Essential hypertension (HTN) is a major health problem, afflicting 30% of the population and predisposing to serious diseases affecting the brain, heart and kidneys. There is compelling evidence that essential HTN is characterized by neurohumoral dysfunction, and inappropriate angiotensin II (AngII) signaling in the central nervous system (CNS) is a primary culprit. The subfornical organ (SFO), a forebrain structure that lacks a blood-brain-barrier and is considered a key "gateway" to the CNS for circulating factors, is strongly implicated in AngII-dependent HTN. In previous cycles of this grant, we have shown that AngII (type 1 receptor, AT1R)- induced reactive oxygen species (ROS) signaling in the SFO mediates "slow-pressor" AngII HTN, a chronic mouse model that recapitulates key features of essential HTN. However, our understanding of how AngII- induced ROS formation in the SFO translates into powerful effects on neural pathways controlling blood pressure is still incomplete. Recently, endoplasmic reticulum (ER) stress has emerged as a major redox- associated mechanism in a number of cardiovascular and metabolic diseases;its role in HTN, however, is not known. AngII is now directly linked to ER stress in several cardiovascular cell types, and ER stress in the CNS leads to long-term changes in neural function through molecular mechanisms known to be involved in brain AngII-dependent HTN. During the past year, we have obtained exciting preliminary data showing links between AngII, ROS and ER stress in cultured neurons and in the SFO in vivo, along with evidence that chemical manipulation of ER stress in the CNS has significant effects on blood pressure. Based on these findings, we propose to test the overall hypothesis that ER stress in the SFO provides an important link between AngII, ROS and CNS alterations that lead to HTN in the AngII slow-pressor mouse model.

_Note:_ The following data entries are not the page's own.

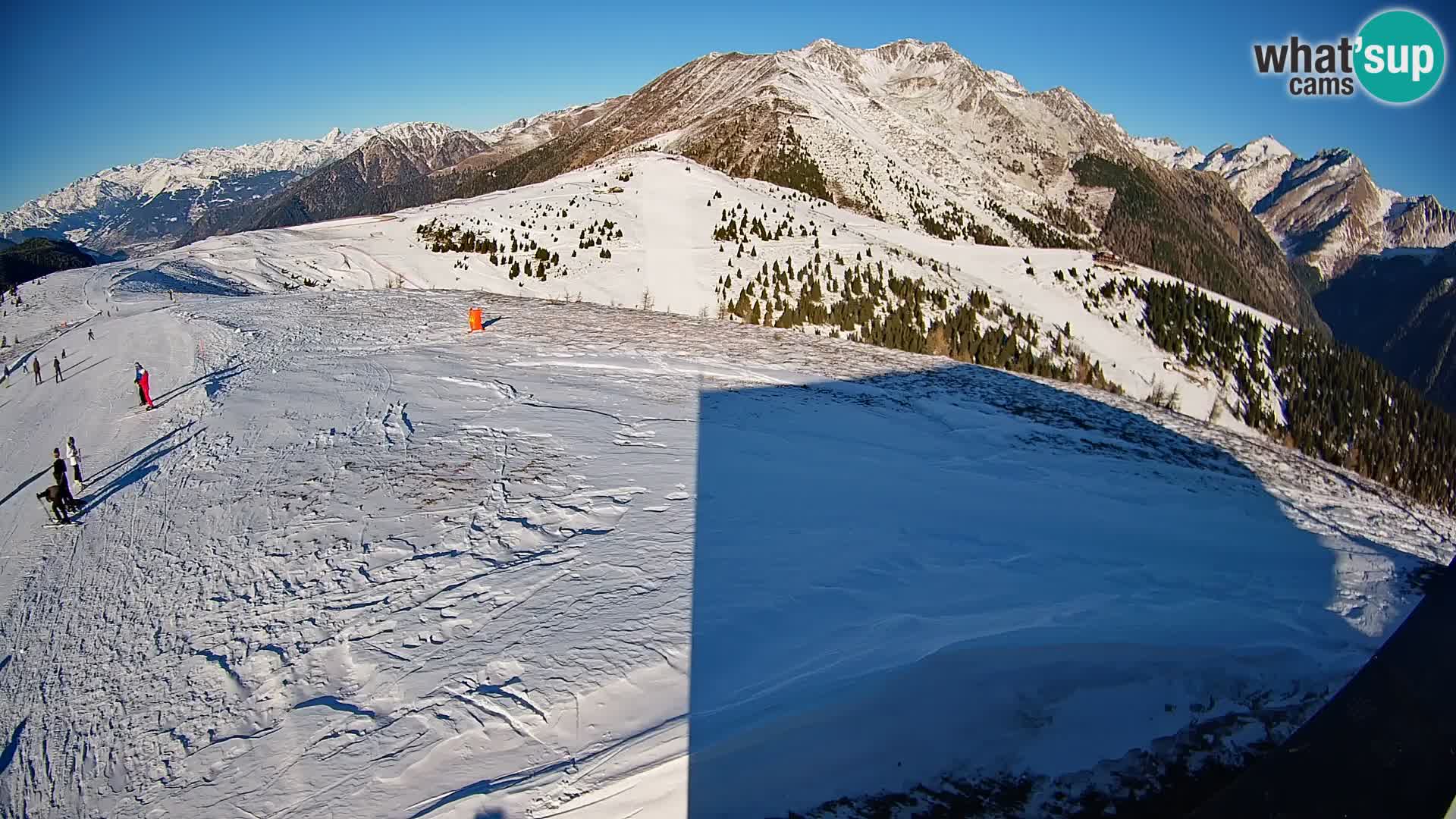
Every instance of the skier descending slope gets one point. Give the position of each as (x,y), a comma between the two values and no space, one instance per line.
(143,387)
(55,502)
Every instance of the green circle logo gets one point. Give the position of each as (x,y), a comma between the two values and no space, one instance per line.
(1401,55)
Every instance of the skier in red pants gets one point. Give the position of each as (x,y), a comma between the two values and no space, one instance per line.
(143,387)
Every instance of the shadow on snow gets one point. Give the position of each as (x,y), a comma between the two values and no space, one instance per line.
(919,572)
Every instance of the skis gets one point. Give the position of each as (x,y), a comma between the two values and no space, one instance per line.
(53,522)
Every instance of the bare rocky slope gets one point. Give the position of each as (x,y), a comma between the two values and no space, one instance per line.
(1327,210)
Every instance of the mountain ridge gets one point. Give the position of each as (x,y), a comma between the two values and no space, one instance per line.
(1326,210)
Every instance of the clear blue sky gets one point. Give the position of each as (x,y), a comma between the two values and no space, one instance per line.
(93,85)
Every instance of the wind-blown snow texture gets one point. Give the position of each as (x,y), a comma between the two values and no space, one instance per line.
(360,563)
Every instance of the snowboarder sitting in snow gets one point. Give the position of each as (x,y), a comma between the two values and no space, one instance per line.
(143,387)
(57,499)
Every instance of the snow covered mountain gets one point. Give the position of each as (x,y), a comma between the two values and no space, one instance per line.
(1326,210)
(362,563)
(403,167)
(910,133)
(139,209)
(1168,152)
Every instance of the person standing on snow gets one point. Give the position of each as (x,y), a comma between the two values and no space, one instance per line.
(145,387)
(73,453)
(57,500)
(58,471)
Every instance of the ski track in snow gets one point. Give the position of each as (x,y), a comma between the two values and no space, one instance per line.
(362,563)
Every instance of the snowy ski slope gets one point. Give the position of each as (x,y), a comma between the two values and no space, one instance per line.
(360,563)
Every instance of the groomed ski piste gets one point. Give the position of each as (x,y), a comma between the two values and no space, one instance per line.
(601,561)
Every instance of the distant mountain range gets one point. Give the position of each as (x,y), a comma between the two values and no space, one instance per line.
(38,257)
(1326,210)
(1400,308)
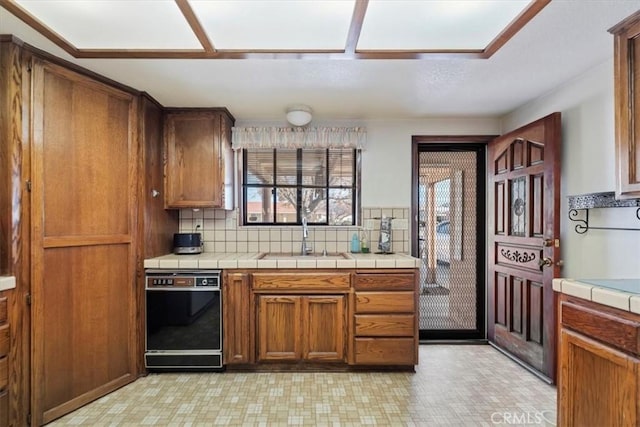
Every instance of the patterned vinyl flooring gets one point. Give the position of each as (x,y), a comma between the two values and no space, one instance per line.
(454,385)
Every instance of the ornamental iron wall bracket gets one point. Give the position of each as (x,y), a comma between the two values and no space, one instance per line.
(585,202)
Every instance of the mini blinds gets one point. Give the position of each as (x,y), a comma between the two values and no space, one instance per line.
(321,137)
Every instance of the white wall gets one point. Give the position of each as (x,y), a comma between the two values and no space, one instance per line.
(386,162)
(586,104)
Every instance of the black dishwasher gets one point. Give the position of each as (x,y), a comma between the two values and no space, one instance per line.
(183,328)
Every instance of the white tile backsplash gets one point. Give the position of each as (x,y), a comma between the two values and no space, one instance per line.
(221,232)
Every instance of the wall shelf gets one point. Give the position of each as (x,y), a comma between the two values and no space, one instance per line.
(584,202)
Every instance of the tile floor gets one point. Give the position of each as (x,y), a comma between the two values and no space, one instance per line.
(454,385)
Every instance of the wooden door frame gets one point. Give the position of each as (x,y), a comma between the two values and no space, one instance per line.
(475,141)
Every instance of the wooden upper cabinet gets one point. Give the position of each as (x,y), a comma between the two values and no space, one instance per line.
(197,147)
(627,106)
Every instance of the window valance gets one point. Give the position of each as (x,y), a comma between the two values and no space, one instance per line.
(320,137)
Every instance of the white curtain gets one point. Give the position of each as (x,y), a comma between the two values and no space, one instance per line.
(273,137)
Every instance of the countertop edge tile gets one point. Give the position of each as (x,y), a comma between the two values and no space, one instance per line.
(231,260)
(151,263)
(247,263)
(611,298)
(7,282)
(326,263)
(286,263)
(228,263)
(207,263)
(267,263)
(306,264)
(188,263)
(169,263)
(365,263)
(557,284)
(576,289)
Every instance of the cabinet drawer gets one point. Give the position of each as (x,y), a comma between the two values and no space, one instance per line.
(391,281)
(302,281)
(385,351)
(614,327)
(385,302)
(4,372)
(385,325)
(4,340)
(3,309)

Aim 1 will utilize molecular, immunocytochemical and ultrastructural analyses to test the hypothesis that AngII induces AT1R- dependent ER stress in the SFO in vivo.
Aim 2 will test the hypothesis that the coupling of ER stress and oxidant stress is critical in slow-pressor AngII-mediated effects in the SFO. This will be accomplished through a combination of viral delivery of ROS scavengers, a genetic ER stress inhibitor and oxidative fluoroprobes for ROS measurements in the SFO in situ.

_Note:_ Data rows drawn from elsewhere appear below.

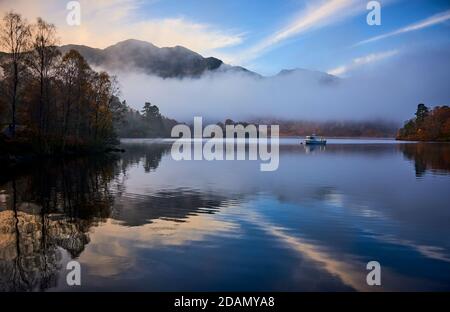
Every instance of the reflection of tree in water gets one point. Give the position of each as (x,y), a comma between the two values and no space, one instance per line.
(150,154)
(428,156)
(48,213)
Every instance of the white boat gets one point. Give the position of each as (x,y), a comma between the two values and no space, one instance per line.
(315,140)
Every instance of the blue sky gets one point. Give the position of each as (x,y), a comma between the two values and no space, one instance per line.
(320,49)
(263,35)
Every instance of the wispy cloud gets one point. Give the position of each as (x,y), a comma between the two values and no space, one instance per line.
(361,61)
(313,17)
(428,22)
(105,22)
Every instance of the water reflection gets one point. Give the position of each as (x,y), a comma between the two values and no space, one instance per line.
(433,157)
(46,215)
(145,219)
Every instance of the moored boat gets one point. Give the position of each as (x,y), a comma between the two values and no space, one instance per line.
(315,140)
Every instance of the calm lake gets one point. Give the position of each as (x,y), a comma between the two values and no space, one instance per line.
(143,221)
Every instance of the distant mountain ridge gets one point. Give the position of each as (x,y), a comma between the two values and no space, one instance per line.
(136,55)
(173,62)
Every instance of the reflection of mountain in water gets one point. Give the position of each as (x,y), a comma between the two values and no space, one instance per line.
(174,205)
(428,156)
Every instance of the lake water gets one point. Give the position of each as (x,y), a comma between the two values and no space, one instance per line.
(142,221)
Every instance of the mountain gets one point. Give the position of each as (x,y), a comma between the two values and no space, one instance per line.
(135,55)
(301,73)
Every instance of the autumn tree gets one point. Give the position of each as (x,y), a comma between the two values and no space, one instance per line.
(42,61)
(15,39)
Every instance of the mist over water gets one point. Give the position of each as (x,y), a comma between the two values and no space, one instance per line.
(389,90)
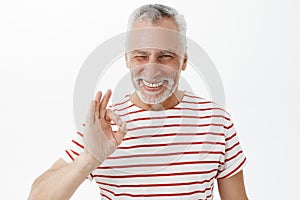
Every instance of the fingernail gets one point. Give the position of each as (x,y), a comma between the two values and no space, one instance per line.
(119,122)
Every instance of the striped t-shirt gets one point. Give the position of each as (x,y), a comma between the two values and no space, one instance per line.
(171,154)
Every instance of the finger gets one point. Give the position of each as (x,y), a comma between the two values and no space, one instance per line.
(104,103)
(98,100)
(90,114)
(110,115)
(120,134)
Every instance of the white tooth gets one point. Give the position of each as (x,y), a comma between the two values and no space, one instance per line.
(153,84)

Aim 3 will utilize SFO-targeted genetic manipulations of ER capacity combined with integrative cardiovascular physiology to test the hypothesis that ER stress in the SFO is a causal factor in slow-pressor AngII HTN and related neurohumoral sequelae. A notable strength of the project is the involvement of investigators with complementary expertise in central neural cardiovascular regulation and HTN (Davisson, Mark), ER stress biology (Kaufman, Qi), redox biology (Davisson, Kaufman) and neuroanatomy of CNS CV circuits (Pickel, Pierce). This project, which addresses a highly novel topic in HTN research, has the potential to fundamentally advance understanding of basic mechanisms linking the CNS with HTN, which could provide clues into novel treatments. The project also has the potential to forge new trails in HTN research.
Hypertension is a major global health problem, afflicting nearly a third of the general population. It has devastating effects on the brain, heart and kidneys. This project, which addresses a highly novel pathogenic mechanism in hypertension research, has the potential to fundamentally advance our understanding of basic mechanisms that link the brain with cardiovascular disease. This could provide important clues to novel therapeutic approaches targeting the neurogenic component of hypertension and its many complications.